I’ve been thinking a lot about dough lately–kneading it, pressing it, watching it grow, baking it, and of course, frying it. Maybe I should actually amend the previous sentence to read: I’ve been thinking a lot about fried dough lately. There is nothing like a good doughnut, or a fritter, or a beignet. If my doughnut consumption was in direct proportion to all of my doughnut thinking, no doubt I would be an enormous, sugar-kissed young woman waddling towards you, her hands coated in chocolate glaze.
Perhaps it is the shape of the doughnut, that pleasing circular form, that begs for constant thought. It is the ideal form– symmetrical from all angles, but also a continuous surface. You can start at one point on the doughnut, travel a circuitous path, and end up right back where you started. That is if you did not munch your way through this path. And with the hole, the doughnut is a circle, wrapped within a circle. What could be better than that?
When one starts to contemplate various types of doughnuts, and various types of glazes, toppings, and fillings, the possibilities grow exponentially, making the mind reel. I will be waiting in an endless line at the post office, the type of line that seems to just exist, adding more and more patrons to the end while never really eliminating any patrons from the beginning. It is the sort of line that makes me want to shoot myself in the foot. My mind wanders to doughnuts as of late, and I begin to list the permutations. There are raised, and cake, those filled with creme and those filled with jelly, chocolate glazed, iced and sprinkled. I have never, in all of my doughnut eating years, run into a chocolate raised doughnut. Not a plain raised with chocolate glaze, but a chocolate raised doughnut. Why is that? And then the line that I am waiting in actually begins to move, and I am in a better mood because of my doughnut reverie.
But when it comes down to it, the simple, homemade raised doughnut comes closest to my ideal, and apparently to others too. I made a batch of these doughnuts and brought them with me to drinks with friends. And, I couldn’t have been more popular. Yes, a dirty martini and a glazed doughnut, I am told is the perfect combination. The doughnuts were delicious, light and yeasty, just barely glistening with oil. The glazes were simple yet flavorful, just hardening slightly to obtain that sugary shell.

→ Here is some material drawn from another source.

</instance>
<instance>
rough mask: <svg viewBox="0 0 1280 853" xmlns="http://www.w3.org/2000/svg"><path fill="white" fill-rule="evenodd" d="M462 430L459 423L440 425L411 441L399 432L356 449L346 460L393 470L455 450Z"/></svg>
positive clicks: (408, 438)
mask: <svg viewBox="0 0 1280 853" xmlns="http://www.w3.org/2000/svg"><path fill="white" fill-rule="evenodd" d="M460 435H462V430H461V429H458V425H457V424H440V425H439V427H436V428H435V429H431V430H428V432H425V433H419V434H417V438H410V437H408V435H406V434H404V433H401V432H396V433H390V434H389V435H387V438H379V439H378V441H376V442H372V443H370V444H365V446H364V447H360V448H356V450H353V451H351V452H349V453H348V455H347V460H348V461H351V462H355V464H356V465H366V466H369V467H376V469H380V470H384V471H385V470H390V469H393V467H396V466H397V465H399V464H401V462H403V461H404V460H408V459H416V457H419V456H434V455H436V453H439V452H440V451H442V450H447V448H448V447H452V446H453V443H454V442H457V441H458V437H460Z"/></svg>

As I watched my friends so pleased to have a taste a true Americana, I knew that I had made the perfect treat. I might have been the only one in that crowd of people that thinks about fried dough incessantly, but I was not alone in my love for a little bit of sugar and grease.
Glazed Doughnut
Recipe found here. This recipe makes a lot of doughnuts, so share them with friends, and you too will be very popular.
I used the listed recipe for vanilla glaze, but substituted vanilla paste, with real vanilla bean seeds for the vanilla extract. For the chocolate glaze I used this recipe:
Chocolate Glaze
4 ounces semi-sweet chocolate
3 tablespoons unsalted butter
1 1/2 cups sifted confectioner’s sugar
3 tablespoon water
In a double boiler, melt chocolate and butter until liquid. Slowly add in the sugar, stirring well after each addition. Add the water until desired consistency is reached. Glaze should be smooth and viscous.
Dip plain doughnuts into glaze, then allow to dry slightly on a wire rack before serving.